来年1月のバイデン米大統領(78)誕生を前に、米国で大麻合法化の動きが加速している。大統領選と同時に行なわれた住民投票で、新たにアリゾナなど4州で大麻合法化が決定。全米15州で娯楽目的の大麻使用が合法化された。ニューヨーク州でも、クオモ知事が大麻合法化を「優先課題である」と表明するなど解禁ラッシュが続く。
「今後、全米で大麻解禁となる可能性がある」と経済評論家の渡邉哲也氏は指摘する。
「もともとバイデン氏は薬物に厳しい立場。しかし、大統領選で大麻合法化を積極推進する民主党極左勢力の力を借りて当選したため、彼らの意見に耳を傾ける必要がある。連邦政府レベルでの大麻合法化の可能性が高まっているわけです」
ただし、全米での合法化には連邦議会両院の可決が必要。下院は民主党が多数派を確実にしたが、上院は来年1月5日投票のジョージア州の決選投票の結果に左右される。

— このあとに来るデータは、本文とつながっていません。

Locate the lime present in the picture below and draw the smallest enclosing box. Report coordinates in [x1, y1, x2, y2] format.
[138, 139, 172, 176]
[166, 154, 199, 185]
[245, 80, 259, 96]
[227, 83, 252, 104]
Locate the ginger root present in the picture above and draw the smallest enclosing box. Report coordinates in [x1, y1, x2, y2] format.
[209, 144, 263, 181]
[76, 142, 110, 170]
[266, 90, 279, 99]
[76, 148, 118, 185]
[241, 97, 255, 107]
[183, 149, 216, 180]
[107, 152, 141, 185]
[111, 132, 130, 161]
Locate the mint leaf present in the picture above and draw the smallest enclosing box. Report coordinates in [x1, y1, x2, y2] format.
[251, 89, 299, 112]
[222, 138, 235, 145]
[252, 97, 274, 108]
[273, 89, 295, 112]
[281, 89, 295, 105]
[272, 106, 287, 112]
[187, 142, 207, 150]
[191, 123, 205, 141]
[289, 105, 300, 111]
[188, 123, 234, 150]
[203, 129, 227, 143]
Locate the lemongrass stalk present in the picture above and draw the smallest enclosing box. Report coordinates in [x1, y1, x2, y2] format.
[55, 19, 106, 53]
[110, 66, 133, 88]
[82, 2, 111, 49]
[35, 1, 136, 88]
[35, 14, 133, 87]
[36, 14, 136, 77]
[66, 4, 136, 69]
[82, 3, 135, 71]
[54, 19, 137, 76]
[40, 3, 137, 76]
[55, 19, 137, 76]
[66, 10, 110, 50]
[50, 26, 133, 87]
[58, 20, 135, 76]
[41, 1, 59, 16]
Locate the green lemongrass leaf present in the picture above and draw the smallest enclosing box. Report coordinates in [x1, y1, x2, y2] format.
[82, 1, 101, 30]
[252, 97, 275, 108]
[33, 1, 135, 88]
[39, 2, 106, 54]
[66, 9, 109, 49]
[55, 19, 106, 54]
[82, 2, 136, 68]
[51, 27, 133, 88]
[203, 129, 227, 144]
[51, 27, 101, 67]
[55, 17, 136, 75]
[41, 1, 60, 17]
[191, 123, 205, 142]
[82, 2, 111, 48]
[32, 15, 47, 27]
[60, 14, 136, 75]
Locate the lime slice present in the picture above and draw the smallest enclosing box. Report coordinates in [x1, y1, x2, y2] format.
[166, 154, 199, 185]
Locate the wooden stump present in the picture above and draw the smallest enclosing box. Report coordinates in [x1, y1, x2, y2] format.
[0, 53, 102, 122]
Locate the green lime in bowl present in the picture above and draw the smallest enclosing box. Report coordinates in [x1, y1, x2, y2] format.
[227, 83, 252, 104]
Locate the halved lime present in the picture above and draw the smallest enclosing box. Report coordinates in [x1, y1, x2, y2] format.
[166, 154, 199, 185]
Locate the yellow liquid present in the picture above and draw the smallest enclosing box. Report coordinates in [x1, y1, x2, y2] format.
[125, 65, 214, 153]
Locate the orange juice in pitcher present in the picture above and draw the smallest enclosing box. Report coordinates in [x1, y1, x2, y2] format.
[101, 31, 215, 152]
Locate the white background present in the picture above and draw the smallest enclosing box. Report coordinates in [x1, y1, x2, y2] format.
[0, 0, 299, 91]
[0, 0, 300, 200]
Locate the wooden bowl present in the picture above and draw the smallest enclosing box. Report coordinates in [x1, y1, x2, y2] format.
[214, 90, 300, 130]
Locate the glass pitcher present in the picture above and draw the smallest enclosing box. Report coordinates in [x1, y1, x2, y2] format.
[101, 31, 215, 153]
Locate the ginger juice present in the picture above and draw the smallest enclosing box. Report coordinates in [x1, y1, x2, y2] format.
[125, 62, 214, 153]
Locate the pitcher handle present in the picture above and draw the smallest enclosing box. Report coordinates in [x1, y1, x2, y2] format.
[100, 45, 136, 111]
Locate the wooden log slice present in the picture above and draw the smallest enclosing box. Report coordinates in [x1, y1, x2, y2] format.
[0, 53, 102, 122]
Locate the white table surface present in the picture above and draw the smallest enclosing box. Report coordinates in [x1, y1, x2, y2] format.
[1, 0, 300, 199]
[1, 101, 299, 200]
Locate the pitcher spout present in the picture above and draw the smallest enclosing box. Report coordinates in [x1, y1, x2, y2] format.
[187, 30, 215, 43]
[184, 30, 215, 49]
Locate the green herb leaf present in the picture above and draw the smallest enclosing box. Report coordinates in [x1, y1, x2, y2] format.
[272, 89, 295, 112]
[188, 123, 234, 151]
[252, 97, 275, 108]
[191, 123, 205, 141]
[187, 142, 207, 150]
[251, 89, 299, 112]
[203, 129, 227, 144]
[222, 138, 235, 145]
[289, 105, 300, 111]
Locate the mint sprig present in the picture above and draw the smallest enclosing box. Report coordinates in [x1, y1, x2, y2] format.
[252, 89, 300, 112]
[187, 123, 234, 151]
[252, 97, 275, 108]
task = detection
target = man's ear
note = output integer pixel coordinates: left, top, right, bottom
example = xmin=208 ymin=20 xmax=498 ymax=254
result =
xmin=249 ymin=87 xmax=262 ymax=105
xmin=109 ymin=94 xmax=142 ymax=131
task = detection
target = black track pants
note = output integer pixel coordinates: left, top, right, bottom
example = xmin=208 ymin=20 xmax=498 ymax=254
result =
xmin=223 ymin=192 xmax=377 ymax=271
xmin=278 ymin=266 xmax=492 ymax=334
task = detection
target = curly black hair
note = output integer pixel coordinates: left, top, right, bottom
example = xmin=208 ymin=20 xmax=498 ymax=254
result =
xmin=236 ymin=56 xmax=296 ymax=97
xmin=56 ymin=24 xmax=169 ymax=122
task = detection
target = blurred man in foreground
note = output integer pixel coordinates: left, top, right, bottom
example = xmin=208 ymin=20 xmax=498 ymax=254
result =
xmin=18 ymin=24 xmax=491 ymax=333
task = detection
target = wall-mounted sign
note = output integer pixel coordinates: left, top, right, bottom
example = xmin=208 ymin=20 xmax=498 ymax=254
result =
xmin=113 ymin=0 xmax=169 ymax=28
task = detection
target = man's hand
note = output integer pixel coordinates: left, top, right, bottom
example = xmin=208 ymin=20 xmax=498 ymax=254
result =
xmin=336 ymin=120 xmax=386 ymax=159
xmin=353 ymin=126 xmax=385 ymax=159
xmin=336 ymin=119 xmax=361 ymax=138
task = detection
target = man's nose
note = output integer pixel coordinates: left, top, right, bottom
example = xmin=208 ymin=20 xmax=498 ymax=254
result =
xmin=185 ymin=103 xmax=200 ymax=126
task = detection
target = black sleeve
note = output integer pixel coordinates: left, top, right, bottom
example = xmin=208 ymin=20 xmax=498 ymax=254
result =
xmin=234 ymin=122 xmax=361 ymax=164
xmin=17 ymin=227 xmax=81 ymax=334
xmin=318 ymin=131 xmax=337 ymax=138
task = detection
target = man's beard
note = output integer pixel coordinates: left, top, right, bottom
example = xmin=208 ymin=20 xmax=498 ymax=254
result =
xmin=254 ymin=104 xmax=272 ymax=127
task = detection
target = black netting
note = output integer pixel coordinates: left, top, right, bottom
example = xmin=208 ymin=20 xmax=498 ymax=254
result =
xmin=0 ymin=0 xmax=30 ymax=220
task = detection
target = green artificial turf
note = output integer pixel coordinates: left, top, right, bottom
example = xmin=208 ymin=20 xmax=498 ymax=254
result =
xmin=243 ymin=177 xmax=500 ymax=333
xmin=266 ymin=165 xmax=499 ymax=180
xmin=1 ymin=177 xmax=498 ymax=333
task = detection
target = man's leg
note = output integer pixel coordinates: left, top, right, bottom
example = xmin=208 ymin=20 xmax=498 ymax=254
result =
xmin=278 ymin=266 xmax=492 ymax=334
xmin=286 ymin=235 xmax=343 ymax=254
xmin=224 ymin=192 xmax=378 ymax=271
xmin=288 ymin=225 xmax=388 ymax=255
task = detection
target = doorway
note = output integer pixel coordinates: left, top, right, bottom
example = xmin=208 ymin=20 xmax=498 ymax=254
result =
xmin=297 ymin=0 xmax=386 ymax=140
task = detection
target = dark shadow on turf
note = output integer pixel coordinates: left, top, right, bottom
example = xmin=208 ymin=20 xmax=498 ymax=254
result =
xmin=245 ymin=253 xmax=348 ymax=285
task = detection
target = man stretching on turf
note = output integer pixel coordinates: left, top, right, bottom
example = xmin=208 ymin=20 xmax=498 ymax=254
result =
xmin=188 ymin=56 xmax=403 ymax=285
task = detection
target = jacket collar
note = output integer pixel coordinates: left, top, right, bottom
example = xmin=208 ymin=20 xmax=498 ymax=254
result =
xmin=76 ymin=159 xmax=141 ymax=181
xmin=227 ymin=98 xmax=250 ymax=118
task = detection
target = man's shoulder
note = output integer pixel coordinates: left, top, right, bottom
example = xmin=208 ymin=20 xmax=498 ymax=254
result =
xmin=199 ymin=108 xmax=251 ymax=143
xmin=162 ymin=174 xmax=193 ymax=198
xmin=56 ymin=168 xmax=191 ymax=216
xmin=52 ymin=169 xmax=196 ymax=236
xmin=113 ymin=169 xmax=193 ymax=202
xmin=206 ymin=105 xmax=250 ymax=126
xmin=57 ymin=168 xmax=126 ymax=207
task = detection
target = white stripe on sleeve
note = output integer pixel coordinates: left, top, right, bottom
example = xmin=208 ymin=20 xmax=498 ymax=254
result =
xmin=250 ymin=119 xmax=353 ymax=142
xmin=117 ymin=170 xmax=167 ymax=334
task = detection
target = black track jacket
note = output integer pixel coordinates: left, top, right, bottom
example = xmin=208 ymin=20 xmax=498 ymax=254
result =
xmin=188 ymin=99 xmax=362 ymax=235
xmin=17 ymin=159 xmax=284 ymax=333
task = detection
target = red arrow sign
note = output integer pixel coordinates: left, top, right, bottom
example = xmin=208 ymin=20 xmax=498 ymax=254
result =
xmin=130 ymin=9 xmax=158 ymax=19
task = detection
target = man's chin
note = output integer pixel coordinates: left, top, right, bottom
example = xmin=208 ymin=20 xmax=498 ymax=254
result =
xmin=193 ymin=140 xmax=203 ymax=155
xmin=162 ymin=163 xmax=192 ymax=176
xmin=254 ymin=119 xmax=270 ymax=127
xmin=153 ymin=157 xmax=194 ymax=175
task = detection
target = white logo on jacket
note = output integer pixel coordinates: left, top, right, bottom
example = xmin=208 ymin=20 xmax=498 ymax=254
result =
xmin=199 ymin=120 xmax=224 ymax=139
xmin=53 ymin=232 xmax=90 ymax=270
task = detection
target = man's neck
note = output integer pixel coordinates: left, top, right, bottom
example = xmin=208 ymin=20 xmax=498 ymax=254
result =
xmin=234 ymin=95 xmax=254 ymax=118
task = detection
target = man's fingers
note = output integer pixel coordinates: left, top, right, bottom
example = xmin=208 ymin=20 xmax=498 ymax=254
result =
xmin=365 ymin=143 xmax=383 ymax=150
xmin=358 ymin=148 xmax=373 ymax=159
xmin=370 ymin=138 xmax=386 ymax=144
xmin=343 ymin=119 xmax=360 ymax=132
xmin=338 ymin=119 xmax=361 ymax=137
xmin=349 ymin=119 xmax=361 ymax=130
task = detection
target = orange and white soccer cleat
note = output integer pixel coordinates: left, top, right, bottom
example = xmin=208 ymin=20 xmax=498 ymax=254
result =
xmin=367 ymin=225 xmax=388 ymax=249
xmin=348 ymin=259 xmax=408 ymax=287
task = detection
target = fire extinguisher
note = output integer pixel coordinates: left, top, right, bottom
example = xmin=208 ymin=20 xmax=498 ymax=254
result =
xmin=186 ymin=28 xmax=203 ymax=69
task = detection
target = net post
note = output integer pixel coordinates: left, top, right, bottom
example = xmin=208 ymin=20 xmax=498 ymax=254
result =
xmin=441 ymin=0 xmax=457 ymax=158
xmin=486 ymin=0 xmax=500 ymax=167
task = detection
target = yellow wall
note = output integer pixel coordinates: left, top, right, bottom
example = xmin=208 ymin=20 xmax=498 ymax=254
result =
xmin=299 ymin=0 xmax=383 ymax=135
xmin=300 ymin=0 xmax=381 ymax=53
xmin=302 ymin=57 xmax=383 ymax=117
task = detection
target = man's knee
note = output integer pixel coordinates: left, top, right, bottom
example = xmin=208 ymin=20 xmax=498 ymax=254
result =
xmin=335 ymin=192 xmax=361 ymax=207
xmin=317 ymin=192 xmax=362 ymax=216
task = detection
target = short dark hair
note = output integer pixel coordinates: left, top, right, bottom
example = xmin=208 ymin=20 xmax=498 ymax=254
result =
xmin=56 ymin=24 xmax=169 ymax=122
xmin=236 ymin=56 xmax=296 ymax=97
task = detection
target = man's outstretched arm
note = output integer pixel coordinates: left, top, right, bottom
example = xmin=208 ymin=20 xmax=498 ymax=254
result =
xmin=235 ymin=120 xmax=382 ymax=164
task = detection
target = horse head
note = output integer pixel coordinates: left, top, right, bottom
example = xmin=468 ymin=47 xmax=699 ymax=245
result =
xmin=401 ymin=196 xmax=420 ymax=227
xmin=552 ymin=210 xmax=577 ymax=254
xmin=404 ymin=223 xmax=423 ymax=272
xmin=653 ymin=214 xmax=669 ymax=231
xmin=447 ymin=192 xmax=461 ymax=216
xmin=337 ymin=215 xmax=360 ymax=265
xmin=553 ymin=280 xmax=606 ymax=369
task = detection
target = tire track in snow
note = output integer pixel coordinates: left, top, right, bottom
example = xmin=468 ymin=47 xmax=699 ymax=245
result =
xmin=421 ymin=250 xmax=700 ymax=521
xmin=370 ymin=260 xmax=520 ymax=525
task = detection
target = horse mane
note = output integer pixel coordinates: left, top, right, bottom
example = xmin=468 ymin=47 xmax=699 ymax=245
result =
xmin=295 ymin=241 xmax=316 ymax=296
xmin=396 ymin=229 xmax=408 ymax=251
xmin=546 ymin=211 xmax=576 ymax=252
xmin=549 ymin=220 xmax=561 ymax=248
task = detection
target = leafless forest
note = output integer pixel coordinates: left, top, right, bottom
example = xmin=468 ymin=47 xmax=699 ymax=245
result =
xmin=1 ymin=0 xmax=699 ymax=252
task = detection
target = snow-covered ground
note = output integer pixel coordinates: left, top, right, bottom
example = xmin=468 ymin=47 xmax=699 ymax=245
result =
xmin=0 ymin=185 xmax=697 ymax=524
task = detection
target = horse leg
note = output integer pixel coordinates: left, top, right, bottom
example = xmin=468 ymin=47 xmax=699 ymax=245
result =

「上院で民主党が多数となれば、米連邦レベルでも大麻合法化に向けた動きが加速する」(渡邉氏)
すでに解禁された州ではアルコール感覚で大麻をたしなむ人が増加。自分が住む州では違法でも、解禁されている近隣の州へ出かければ住民同様に楽しめるという。
「米国で大麻が合法化されれば、それに影響されるかたちで、日本でも解禁を求める動きが強まるだろう」(渡邉氏)
こうした動きについて、大麻所持の現行犯で逮捕された経験を持ち、インターネットで「合法化」を呼びかけてきた元女優・高樹沙耶氏(57)に意見を聞いた。
「そもそも大麻を占領下の日本で禁止したのは米国なんです。今後、日本でも大麻解禁の議論が進むと思いますが、米国のマネごとや言いなりではダメ。自分たちの国でどのように有効活用できるのか、きちんと議論や研究を始めてほしいですね」
意外に慎重な持論を語った高樹氏。たしかに安易な米国追従が禁物なのは安全保障や貿易政策に限った話ではない。